Version rule: pg_dump may target an older server (it knows how to query forward-compatibly), but the client must be greater than or equal to the server when in doubt β€” always run a pg_dump at least as new as the server. Restore order matters too: dumping with pg_dump 16 and restoring with pg_restore 14 may fail. Production-grade tooling: pgBackRest (incremental, parallel, full restore in minutes), Barman, WAL-G (continuous archiving plus point-in-time recovery to S3/GCS). Managed services: AWS RDS PostgreSQL automated snapshots, GCP Cloud SQL exports, Azure Database for PostgreSQL backups.

FAQ

Is the dump a hot backup? Yes. pg_dump opens a REPEATABLE READ snapshot; concurrent transactions are unaffected and the dump sees a consistent view as of the moment the snapshot was taken.

How do I dump only one schema? pg_dump -n schema_name -F c mydb > schema.dump. Use -N to exclude schemas (often -N pg_temp_* in scripted backups).
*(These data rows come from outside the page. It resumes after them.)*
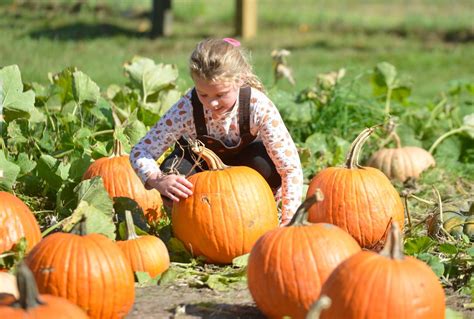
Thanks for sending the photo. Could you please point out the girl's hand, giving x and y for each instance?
(173, 186)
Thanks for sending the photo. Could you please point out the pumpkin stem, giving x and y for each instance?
(392, 248)
(130, 226)
(301, 216)
(27, 288)
(353, 155)
(396, 138)
(213, 161)
(324, 302)
(80, 228)
(118, 149)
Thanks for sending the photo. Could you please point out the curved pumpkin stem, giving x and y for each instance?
(80, 228)
(353, 155)
(301, 216)
(324, 302)
(130, 226)
(118, 149)
(27, 288)
(392, 248)
(213, 161)
(396, 138)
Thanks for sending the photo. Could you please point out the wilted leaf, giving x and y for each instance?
(14, 103)
(84, 89)
(8, 173)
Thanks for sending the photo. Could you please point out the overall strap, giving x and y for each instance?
(244, 110)
(198, 114)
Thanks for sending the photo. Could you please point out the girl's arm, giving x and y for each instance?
(282, 150)
(173, 125)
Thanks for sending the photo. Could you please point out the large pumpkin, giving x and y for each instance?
(231, 207)
(360, 200)
(386, 285)
(145, 253)
(288, 266)
(401, 163)
(88, 270)
(32, 305)
(16, 221)
(120, 180)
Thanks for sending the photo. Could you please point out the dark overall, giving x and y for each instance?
(248, 152)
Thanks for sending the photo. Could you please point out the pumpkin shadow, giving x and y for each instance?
(210, 310)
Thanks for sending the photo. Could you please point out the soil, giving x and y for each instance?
(181, 301)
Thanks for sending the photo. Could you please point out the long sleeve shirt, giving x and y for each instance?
(265, 123)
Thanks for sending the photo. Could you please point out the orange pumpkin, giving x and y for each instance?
(16, 221)
(120, 180)
(145, 253)
(386, 285)
(360, 200)
(288, 266)
(32, 305)
(231, 207)
(401, 163)
(88, 270)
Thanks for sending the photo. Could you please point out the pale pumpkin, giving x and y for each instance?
(387, 285)
(401, 163)
(288, 266)
(89, 270)
(29, 304)
(231, 207)
(360, 200)
(145, 253)
(120, 180)
(16, 221)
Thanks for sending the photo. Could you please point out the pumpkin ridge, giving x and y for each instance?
(368, 204)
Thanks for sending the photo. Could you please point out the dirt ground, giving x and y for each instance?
(182, 301)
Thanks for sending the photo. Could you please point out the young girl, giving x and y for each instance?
(228, 111)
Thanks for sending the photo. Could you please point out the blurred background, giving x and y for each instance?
(430, 42)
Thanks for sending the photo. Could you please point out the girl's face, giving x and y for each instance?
(219, 97)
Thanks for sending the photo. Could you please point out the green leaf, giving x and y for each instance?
(468, 122)
(134, 128)
(53, 171)
(434, 262)
(14, 103)
(84, 89)
(96, 206)
(8, 173)
(25, 163)
(144, 279)
(449, 249)
(168, 277)
(149, 77)
(385, 75)
(414, 246)
(240, 261)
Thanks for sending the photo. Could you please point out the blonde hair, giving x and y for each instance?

Can the dump be parallelized? Yes β€” but only with the directory format: pg_dump -F d -j 4 -f mydb.d mydb. The plain and custom formats are written by a single worker. pg_restore can parallelize loading both custom and directory dumps via -j N.

Does the custom format already compress? Yes β€” by default zlib level 6. Bump it with --compress=9 for slow networks. No need to pipe through gzip on top.

Can pg_restore continue past an error? By default it does continue and logs the failure; pass --exit-on-error if you want it to stop on the first failure. Pair with --single-transaction to wrap the whole restore in one tx (slower, all-or-nothing semantics).